Stewart, who became president in 2000 after being asked by his dying Formula One mentor Ken Tyrrell to take the job, disagrees.

"There was a campaign started which has been totally aimed at, as I see it, my credibility and my integrity," he told reporters gathered at his house set in acres of rolling countryside last week.

"A very vicious campaign that started off with only two or three people but was networked on to a level which has grown to be extraordinary...The misinformation and disinformation has been colossal."

Grand Prix

"My motor racing fight for safety was a tough one, tough because organisers and track owners didn't want to spend money and the racetracks were a disaster," said Stewart, open scrapbooks on a nearby table testifying to a career always in the limelight.

"They were death traps, we were losing people every month. To move that around was big, I was very unpopular on that. And that was vicious.

"I had death threats, I had everything on that.

"(But) this is as severe as I've ever had in my professional life as a sportsman or a businessman," he added. "I've never experienced anything like this happening."

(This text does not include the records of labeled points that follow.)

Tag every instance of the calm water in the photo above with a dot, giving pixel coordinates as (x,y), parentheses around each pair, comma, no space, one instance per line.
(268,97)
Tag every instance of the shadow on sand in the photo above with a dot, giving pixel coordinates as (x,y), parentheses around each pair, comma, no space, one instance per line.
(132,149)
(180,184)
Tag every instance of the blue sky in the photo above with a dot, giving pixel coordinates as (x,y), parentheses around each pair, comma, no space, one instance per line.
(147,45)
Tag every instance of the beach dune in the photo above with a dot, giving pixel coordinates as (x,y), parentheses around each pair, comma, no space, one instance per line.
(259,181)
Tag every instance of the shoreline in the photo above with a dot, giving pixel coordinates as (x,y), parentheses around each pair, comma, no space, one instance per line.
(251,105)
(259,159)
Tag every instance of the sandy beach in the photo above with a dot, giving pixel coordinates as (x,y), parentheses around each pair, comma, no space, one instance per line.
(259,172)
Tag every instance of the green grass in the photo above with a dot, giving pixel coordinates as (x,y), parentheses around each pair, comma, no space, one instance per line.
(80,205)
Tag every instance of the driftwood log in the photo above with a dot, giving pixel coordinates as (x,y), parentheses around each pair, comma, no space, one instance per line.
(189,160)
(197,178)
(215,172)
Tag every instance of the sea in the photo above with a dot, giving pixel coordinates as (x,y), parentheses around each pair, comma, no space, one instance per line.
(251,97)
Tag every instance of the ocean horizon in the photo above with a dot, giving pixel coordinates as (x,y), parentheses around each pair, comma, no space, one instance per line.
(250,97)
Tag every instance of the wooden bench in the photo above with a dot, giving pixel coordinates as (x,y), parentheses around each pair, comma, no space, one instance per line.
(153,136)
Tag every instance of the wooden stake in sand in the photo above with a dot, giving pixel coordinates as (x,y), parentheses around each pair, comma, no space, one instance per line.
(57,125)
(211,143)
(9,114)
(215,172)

Thursday's meeting marks the closing stages of a dispute that flared up last year during on-off negotiations with Formula One supremo Bernie Ecclestone to secure the future of the British Grand Prix at BRDC-owned Silverstone.

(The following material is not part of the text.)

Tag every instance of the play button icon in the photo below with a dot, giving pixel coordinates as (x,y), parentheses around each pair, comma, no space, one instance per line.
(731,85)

Stewart, who has clashed with Ecclestone over the years, wanted a three-year deal while the then BRDC chairman Ray Bellm concluded a five-year one.

Shortly afterwards, despite Bellm being lauded for having saved a race whose future looked doomed at one point, the chairman was dismissed.

That triggered what the entrepreneur sees as a 'Ukrainian-style revolt' among the club's rank-and-file for Stewart to be removed from the decision-making part of the business.

Bellm is not seeking reinstatement but believes Stewart should leave the board and become more of an ambassadorial president -- something the Scot says he will not do.

Bellm says the BRDC, which boasts of being the world's most prestigious motor racing club, is run 'too much like a secret society' rather than a modern business.

Bad Blood

Letters released by Stewart showed the extent of bad blood flowing through the veins of an exclusive private club founded in 1928 when the 'Bentley Boys' were dominant at Le Mans.

One, a member for more than 50 years, said that he was saddened to see the club descending into a "cauldron of spite and abuse".

Robin Herd, founder of the March Formula One team in the 1970s, denounced "poisonous half-wits" while Frank Williams, Stirling Moss, Martin Brundle and Australian former champion Jack Brabham all urged members to support Stewart.

South African Jody Scheckter, world champion for Ferrari in 1979, said he had been shocked by the attacks on Stewart.

"On my part, I cannot see the negative in the club being represented by a self-made, three times world champion, former grand prix team owner who has always demonstrated the highest level of integrity," he added.

When the BRDC was founded, its aims included the promotion of motor sport and the extension of hospitality to racing drivers from overseas.

It took over the lease of Silverstone, a former World War Two airfield, in 1952 and bought the freehold from the government in 1971.

"The BRDC is unique in the world, it's the only racing drivers' club in the world that owns its own grand prix circuit. it's an amazing story," said Stewart.

"It's very important for me. The easiest thing for me to do would be to walk away from this, turn my back on it.

"But I wasn't about to walk away with the bully-boy tactics being played and being attacked in a very unfair fashion that threatens my integrity."